The relevant Individuals Groups agree and consent to processing by the Company of their 3rd party personal data delivered by them to the Company.  The relevant Individuals Groups also undertake that they have performed the necessary information duties and have received the required consents with respect to the persons whose information has been transferred, and their information, pursuant to the Law No. 6698 on the Protection of Personal Data.  Otherwise, all damages to be incurred shall belong to the relevant Individuals Group.

10. APPLICATION PROCEDURES AND PRINCIPLES

As the data subject, you may submit an application in relation to your requests under article 11 of the Law No. 6698 ,in line with the procedures and principles provided in the Application Form for Protection of Personal Data found on the webpage www.vateks.com, by submitting a written application bearing wet signature in person or through the notary public to the address Piyalepaşa Bulvarı, No: 124, Kastel İş Merkezi D Blok K: 7, 34440 Kasımpaşa Istanbul and to the address kvkk@vateks.com by using mobile signature/e-signature. On a free-of-charge basis, the Company will accede to your request depending on the nature of the request within the shortest time possible, but no later than thirty days. However, in case the process requires any additional cost, the Company shall charge the fee specified by the Board of Protection of Personal Data.

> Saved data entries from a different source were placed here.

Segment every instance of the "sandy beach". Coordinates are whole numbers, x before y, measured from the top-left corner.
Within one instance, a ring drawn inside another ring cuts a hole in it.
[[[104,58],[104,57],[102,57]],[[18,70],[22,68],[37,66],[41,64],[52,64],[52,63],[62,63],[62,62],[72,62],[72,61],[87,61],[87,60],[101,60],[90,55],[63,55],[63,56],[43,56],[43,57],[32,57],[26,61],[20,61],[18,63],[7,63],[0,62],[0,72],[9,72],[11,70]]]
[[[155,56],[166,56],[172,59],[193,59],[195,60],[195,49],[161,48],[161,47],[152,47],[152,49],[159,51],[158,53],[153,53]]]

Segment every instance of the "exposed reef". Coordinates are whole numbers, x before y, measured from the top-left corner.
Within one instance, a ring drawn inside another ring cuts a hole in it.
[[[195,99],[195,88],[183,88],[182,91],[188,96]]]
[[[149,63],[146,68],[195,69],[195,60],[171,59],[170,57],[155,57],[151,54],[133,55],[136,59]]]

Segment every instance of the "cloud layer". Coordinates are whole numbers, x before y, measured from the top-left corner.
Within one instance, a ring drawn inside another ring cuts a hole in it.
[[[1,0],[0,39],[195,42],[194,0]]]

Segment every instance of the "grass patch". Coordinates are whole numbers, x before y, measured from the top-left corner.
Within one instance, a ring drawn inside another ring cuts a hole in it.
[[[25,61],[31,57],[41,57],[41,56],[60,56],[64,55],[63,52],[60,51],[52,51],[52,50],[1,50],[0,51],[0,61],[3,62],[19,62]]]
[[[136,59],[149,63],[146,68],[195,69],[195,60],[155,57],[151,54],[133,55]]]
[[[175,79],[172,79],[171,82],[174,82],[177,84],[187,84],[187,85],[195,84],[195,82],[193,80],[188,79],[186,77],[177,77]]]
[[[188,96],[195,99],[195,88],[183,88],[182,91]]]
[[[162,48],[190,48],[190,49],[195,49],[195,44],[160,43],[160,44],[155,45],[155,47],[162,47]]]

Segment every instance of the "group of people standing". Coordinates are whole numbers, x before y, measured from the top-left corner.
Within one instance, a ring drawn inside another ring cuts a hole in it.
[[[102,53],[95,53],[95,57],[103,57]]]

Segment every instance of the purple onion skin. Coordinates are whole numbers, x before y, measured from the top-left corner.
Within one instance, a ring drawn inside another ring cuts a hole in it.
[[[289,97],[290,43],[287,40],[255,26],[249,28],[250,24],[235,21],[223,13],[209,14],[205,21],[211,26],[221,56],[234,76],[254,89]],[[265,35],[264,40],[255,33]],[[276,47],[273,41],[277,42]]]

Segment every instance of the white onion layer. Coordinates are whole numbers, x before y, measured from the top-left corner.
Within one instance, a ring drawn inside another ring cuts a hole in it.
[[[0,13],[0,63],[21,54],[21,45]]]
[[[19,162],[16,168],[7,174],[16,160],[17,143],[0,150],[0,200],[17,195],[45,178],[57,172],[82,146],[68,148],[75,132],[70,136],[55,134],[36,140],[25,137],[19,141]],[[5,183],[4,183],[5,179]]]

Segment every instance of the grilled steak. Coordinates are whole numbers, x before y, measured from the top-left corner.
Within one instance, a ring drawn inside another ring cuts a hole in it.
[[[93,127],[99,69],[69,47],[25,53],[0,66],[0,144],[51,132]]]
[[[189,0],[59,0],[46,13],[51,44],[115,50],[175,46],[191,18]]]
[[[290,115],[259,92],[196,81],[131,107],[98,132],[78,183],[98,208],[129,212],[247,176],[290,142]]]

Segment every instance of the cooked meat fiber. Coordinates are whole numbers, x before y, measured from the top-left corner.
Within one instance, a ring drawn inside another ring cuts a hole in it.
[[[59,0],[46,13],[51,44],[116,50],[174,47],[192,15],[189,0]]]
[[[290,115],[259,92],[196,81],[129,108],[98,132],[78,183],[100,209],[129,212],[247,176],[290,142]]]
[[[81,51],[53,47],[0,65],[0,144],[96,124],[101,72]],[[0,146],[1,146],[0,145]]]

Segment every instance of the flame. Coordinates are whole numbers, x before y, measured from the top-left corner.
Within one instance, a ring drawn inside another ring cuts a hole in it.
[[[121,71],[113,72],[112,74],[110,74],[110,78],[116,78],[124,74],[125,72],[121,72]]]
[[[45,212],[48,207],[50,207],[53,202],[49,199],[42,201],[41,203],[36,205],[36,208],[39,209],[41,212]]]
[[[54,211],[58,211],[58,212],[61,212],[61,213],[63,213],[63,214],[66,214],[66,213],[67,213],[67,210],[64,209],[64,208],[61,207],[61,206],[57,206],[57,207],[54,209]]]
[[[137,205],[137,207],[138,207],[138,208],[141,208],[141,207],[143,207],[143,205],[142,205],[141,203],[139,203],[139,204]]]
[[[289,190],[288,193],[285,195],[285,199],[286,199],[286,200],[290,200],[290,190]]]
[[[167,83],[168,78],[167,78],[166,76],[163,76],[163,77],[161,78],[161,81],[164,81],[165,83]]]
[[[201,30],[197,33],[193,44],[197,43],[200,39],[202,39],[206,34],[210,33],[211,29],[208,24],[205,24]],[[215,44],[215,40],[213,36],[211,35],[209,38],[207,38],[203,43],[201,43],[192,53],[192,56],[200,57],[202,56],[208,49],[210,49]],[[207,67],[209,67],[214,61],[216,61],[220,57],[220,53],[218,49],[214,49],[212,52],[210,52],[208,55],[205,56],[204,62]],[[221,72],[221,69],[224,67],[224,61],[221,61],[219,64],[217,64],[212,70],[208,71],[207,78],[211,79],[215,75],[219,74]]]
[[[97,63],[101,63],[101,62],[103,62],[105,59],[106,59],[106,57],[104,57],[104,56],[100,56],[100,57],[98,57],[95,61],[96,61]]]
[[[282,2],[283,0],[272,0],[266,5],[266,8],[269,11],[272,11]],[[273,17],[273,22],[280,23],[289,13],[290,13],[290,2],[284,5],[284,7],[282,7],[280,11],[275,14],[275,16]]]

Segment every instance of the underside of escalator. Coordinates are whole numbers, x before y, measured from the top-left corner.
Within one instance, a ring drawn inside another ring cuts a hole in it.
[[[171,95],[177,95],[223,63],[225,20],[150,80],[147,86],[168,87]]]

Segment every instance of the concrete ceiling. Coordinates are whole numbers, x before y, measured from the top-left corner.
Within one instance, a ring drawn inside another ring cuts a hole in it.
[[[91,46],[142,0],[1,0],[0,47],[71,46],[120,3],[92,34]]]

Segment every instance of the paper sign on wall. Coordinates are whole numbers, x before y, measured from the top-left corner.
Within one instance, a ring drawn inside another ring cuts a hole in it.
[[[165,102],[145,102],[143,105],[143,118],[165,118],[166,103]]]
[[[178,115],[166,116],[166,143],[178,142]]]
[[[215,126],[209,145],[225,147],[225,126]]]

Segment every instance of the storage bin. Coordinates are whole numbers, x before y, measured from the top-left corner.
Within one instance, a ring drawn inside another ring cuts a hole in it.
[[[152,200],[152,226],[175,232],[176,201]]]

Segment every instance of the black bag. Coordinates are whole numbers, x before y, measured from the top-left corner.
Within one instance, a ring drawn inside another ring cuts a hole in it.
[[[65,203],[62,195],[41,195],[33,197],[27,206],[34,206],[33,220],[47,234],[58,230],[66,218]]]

We would like to emphasize your rights in this context as the relevant person that you have the right  

• To learn whether or not your personal data are being processed,
• To request information on the procedure, if your personal data have been processed,
• To obtain information on the purpose of processing Personal Data and find out whether personal data has been used as fit for the purpose;
• To obtain information about the third persons to whom personal data were communicated domestically or abroad,
• To request the correction of personal data that may have been incompletely or inaccurately processed;
• To request the deletion or destruction of personal data within the framework of the conditions set forth in the applicable legislation,
• To request notification of the procedures set out under the last two sub-paragraphs above to third parties to whom the personal data has been transferred,
• To object to the occurrence of a result which is detrimental to the person concerned as a result of analyzing the processed data exclusively through automatic systems; and
• To request indemnification for damages in the case that damages are sustained as a result of unlawful processing of personal data.